Re:This will just make tivo look bad (2, Insightful)

PuckSR (1073464) | more than 6 years ago | (#23047028)

Yeah, but knowing Dish Network...they probably weren't interested in paying someone for technology that they developed.

The entire patent is bogus. Tivo combined time-shifting with a digital storage device and an on-screen guide. Hmmm. Time-shifting is not patented by tivo. Digital storage of video is not patented by tivo. Dish Network and DirecTV actually hold prior art on the on-screen guide. This seemed like a fairly obvious usage of common technologies.

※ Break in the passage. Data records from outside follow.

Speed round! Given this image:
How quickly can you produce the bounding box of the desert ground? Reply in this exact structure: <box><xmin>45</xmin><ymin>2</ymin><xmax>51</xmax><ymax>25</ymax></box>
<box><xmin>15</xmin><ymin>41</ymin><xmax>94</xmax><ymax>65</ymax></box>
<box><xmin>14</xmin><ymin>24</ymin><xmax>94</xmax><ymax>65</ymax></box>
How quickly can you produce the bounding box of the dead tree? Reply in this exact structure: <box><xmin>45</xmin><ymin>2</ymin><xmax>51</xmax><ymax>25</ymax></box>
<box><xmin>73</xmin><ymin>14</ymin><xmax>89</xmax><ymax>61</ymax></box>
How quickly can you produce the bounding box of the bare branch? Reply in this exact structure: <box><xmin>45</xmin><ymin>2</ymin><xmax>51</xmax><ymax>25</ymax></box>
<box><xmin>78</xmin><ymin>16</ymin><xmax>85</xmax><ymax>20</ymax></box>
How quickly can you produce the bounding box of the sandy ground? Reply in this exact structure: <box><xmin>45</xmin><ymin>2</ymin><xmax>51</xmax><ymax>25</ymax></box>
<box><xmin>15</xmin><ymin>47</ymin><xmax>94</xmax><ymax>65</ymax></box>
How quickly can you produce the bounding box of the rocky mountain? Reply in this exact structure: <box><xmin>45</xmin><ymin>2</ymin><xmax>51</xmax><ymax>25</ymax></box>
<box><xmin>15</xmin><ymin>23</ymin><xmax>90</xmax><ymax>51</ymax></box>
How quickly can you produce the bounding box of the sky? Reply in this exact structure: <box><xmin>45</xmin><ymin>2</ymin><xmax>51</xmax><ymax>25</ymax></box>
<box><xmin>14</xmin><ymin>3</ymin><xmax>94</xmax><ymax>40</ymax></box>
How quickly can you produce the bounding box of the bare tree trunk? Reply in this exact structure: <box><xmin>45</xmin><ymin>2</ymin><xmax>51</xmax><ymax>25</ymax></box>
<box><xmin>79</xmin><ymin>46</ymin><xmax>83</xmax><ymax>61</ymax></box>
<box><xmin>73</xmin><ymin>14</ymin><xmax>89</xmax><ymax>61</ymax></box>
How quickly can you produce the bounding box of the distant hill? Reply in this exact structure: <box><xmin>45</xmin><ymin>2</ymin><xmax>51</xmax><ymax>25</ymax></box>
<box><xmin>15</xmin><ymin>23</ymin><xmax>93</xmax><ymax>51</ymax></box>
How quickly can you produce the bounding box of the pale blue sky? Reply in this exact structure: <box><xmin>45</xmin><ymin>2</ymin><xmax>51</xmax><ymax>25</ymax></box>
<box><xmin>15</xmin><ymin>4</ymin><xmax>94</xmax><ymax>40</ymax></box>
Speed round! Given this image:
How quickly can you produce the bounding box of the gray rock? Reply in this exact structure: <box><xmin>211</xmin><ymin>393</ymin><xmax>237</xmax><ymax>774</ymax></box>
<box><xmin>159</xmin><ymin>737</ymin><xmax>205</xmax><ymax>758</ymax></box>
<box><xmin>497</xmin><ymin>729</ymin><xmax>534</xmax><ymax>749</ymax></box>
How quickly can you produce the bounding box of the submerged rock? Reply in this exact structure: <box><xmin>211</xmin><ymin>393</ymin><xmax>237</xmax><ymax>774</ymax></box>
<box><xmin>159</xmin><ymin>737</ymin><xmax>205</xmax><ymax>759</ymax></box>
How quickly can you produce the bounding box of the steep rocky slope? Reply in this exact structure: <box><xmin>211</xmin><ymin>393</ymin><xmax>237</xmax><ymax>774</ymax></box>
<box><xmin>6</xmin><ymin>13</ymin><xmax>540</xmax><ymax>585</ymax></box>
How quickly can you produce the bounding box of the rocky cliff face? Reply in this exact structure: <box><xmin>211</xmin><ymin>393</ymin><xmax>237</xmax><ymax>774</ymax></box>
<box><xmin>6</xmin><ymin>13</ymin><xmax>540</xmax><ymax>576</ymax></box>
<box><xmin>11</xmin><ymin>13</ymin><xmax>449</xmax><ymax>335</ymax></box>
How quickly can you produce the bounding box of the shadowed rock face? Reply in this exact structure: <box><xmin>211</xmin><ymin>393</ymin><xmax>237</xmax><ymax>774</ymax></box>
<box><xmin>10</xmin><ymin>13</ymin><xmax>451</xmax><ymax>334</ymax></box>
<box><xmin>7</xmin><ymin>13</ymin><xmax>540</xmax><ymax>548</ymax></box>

Remember. Dish Network is the same company that turned all Viacom channels off for a few weeks because they didn't want to give in to pushy business practices by Viacom. I am not saying this is good or bad, but I am saying that Charlie Ergen(Dish CEO) has big testicles.

So, I doubt it was that Tivo asked for too much money. I think the fact that TIVO asked for money at all would have put them off.

Re:This will just make tivo look bad (1)

symbolic (11752) | more than 6 years ago | (#23047524)

I am not saying this is good or bad, but I am saying that Charlie Ergen(Dish CEO) has big testicles.

An appearance vs reality problem - I think you meant to say that he thinks he has big testicles. I see this as the root of most of the stupid things that men do.

Re:This will just make tivo look bad (1)

omeomi (675045) | more than 6 years ago | (#23046596)

I thought DirecTV already used TiVo brand DVRs?

Re:This will just make tivo look bad (2, Informative)

chris234 (59958) | more than 6 years ago | (#23046654)

DirecTV used to, but that's irrelevant as this is about Dish Network.

Re:This will just make tivo look bad (1)

BLKMGK (34057) | more than 6 years ago | (#23046868)

They used to, they are now moving to an MP4 format for some of their HD with plans to move all of their HD to it eventually. The DTIVO boxes will be unable to decode this and their HD boxes will also be obsolete. I was going to move to HD but refused for over a year after getting an HD TV because I didn't want to be trapped in this morass (I had DTIVOs). I ended up waiting long enough that FIOS came along and saved me - I now have a TIVO HD and CableCards - very happy!

I have now had two friends BEG me to fix their DTIVO boxes when drives have gone bad. See when you contact Direct they send you their own PVR as a replacement - it sucks! So after a week or three of dealing with it MY phone rings with a buddy begging to have me try to repair it. So far it's all been HDD issues and I've been successful, I also have a closet of old receivers if worse comes to worse.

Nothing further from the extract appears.